Having multiple scoreboards allows multiple users to keep track of different sets of events easily without being distracted by events that are of no interest to them.

In a similar way to thresholding regimes, event groups can also be configured to run notification profiles that carry out a series of actions when certain trigger conditions are satisfied.

Event groups have three possible trigger conditions:

1. When the first event enters the group, invoke notification profiles

2. When the first event on an object enters the group, invoke notification profiles

3. When any event enters the group, invoke notification profiles

For a description of tools used with event groups, see the "About Thresholding Regimes" section and the "About Notification Profiles" section.

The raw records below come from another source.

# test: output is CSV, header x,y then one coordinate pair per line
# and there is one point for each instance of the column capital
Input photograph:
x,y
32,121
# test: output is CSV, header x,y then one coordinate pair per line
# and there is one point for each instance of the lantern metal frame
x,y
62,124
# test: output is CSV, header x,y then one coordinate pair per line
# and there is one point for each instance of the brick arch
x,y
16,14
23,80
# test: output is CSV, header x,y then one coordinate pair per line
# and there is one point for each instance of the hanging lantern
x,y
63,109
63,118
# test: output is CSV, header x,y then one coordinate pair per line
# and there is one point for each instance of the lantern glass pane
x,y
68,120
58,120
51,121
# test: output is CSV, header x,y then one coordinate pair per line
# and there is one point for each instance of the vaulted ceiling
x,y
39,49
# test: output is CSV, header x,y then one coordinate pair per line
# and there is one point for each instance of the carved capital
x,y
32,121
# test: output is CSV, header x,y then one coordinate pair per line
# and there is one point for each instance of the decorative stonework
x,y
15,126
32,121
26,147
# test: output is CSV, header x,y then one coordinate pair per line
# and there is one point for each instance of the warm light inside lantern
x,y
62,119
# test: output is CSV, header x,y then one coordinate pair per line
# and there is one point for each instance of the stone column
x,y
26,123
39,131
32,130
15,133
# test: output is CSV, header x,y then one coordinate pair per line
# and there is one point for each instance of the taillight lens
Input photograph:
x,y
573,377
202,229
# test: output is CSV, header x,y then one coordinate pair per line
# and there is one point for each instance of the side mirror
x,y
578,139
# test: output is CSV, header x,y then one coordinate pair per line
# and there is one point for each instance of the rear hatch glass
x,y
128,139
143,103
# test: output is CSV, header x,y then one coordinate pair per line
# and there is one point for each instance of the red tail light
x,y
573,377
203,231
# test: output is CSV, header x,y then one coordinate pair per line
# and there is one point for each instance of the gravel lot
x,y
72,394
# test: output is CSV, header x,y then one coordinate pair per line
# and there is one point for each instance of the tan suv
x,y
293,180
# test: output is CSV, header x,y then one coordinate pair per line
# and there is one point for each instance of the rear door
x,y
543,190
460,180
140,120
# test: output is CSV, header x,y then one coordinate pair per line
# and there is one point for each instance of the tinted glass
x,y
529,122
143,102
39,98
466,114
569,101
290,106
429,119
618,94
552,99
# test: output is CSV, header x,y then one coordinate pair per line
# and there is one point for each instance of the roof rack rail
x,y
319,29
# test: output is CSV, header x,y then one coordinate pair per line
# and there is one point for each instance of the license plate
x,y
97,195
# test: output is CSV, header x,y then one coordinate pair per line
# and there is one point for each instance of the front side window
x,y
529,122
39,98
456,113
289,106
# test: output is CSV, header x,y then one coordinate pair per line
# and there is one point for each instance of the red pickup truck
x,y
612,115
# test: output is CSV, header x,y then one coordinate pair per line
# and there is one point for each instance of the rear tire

Creating and Using Scoreboards

You can create a scoreboard to display the alarms you are interested in. For example, you might create a single scoreboard to display the critical, major, and minor alarms received for your entire network, as well as alarms site-by-site.

The major tasks are:

Create a scoreboard using the Notification Profiles application

Using the event group application, create an event group for the alarm criteria you are interested in

Add the event group to the scoreboard

Two examples are provided in the next section.

Scoreboard Example 1

Use a scoreboard to monitor all alarms on a network using the following procedure:


Step 1 In Notification Profiles, create a notification to display a pop-up window.

Step 2 Create a new event group by doing the following:

a. On the Launchpad, click Event Groups.

b. Choose Edit > Create > Event Group.

c. Fill in a name and description for the group.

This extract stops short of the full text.